Nov 14, 2014

Famous Inventions by Women

A Shaker community in Massachusetts had a woman named Tabitha Babbitt who worked as a weaver. She would regularly witness the men cutting the wood with a pit saw (a two-handled saw that needed two individuals to operate). Although the saw needed to be pulled in two directions to cut the wood, there was only cutting going on when the saw was being pulled in a forward direction making the backward motion useless. In 1810 Babbitt developed her own draft of a saw that was circular in shape and would eventually be commonly used in saw mills. She attached the blade to her own spinning wheel in order to make every movement count toward cutting results.

Admiral Grace Murray Hopper joined the military during 1943 and was stationed at Harvard University where she was employed using IBM’s Harvard Mark I computer, which was the first large-scale computer in the US. She was the third individual programming the machine and she wrote a handbook of operations that led the way for many that would follow her. During the 1950s, the Admiral came out with the compiler, which converted English instructions into a computer code.
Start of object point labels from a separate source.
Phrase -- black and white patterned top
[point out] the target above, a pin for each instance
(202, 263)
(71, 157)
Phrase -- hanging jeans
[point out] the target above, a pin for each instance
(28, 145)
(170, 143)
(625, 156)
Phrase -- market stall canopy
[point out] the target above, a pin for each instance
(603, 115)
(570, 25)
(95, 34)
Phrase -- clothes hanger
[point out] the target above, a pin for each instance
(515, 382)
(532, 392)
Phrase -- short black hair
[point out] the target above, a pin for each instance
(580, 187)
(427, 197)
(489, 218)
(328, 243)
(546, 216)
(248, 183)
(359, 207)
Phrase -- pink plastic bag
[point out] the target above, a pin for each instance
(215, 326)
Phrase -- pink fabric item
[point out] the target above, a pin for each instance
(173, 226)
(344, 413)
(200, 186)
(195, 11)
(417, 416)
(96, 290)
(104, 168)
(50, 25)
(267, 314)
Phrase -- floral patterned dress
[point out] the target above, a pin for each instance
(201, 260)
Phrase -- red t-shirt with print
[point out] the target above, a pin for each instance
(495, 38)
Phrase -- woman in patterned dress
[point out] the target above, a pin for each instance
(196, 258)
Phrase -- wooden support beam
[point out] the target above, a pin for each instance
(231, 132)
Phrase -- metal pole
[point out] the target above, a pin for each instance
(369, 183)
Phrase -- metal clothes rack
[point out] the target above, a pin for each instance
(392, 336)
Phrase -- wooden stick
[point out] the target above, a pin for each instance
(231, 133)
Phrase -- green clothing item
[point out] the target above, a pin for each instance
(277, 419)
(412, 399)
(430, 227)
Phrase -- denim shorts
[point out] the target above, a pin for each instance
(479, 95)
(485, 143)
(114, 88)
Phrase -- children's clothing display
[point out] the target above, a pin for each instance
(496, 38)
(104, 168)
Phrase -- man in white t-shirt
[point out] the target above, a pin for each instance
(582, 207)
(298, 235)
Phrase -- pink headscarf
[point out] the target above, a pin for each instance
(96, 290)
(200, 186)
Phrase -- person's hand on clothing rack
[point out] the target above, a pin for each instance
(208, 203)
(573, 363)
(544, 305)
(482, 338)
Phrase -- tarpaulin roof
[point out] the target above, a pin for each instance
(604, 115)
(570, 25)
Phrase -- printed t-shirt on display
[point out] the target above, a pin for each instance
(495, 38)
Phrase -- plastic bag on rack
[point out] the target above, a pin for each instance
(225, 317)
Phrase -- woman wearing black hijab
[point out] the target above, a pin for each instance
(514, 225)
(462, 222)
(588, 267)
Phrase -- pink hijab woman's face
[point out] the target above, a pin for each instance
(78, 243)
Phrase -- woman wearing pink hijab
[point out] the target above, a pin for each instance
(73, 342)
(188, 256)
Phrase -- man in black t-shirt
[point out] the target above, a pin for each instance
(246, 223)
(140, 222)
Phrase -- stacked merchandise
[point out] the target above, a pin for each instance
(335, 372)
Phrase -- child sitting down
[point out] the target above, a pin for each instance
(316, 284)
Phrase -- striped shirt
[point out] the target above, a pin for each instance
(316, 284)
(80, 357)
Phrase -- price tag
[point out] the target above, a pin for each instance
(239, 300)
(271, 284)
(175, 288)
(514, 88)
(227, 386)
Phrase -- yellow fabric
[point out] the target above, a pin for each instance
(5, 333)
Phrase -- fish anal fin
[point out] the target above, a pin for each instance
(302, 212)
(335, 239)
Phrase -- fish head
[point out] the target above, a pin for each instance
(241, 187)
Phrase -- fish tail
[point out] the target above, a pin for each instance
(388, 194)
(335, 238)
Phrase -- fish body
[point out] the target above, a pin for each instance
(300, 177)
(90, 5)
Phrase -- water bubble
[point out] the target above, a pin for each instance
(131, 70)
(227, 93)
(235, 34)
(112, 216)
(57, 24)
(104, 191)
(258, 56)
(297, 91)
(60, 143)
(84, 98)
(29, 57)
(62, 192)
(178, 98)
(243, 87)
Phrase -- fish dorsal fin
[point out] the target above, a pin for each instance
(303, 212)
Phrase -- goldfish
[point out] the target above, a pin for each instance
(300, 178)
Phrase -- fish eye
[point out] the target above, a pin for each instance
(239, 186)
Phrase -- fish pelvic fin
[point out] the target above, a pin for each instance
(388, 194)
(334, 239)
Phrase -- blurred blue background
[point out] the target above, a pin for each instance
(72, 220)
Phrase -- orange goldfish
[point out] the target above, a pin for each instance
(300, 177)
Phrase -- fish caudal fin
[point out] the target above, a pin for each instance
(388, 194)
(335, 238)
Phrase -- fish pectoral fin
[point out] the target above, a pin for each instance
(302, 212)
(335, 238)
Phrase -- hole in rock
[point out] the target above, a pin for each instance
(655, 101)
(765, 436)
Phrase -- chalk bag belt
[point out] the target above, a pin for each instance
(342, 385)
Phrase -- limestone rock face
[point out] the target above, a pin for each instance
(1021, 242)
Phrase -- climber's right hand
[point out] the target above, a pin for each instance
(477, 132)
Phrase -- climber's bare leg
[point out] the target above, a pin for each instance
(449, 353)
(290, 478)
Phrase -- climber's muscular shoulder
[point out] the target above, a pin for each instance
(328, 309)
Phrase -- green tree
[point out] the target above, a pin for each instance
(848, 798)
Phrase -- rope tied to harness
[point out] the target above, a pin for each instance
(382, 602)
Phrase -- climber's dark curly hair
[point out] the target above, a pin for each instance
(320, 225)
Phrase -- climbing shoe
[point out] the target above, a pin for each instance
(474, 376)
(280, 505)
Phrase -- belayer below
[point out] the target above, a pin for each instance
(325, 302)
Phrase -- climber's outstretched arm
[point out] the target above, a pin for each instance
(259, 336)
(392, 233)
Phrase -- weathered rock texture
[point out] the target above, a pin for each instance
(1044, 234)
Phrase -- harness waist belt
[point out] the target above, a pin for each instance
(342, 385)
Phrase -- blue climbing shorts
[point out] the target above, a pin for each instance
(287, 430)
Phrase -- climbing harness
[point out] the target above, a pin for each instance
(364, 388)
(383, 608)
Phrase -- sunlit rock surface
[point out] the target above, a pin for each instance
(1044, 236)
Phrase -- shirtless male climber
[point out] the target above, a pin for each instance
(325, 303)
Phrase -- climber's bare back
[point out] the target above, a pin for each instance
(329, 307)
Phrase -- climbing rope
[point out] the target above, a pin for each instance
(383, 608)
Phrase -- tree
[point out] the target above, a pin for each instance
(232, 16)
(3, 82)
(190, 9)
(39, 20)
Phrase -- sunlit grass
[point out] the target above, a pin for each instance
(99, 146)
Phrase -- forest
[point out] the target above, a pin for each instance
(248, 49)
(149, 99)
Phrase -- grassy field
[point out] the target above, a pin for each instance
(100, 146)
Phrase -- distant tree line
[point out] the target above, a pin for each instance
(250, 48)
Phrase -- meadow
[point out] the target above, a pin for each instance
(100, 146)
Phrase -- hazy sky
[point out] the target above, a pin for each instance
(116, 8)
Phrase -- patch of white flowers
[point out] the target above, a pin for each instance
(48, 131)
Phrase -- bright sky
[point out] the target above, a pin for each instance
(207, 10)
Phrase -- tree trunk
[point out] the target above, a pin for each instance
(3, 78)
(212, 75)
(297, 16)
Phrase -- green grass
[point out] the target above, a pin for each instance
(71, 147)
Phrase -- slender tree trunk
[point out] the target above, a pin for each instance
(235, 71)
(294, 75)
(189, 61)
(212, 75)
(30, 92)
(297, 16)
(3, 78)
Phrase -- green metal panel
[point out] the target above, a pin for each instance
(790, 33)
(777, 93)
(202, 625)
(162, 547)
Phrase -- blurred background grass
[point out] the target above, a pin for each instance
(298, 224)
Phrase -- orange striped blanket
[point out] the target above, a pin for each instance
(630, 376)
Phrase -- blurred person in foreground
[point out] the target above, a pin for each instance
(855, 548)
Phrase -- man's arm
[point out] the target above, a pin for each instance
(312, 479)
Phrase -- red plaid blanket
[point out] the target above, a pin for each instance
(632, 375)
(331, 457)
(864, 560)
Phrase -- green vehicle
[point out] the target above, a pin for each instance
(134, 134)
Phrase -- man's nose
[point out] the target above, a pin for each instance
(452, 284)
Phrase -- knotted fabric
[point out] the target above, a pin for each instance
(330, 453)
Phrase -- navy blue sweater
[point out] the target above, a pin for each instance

This meant that computer code could be developed by programmers with less errors and complications. Hopper then created the Flow-Matic, which was utilized to program the UNIVAC I and II computers. Hopper had also been overseeing the advancements of Common Business-Oriented Language or (COBOL), which was one of the very first computer languages. She went on to obtain various awards for her work and even had a US warship named after her. Heard her speak one time and she used a length of wire 11.8 inches long as a prop. She described how light traveled that distance in one nanosecond.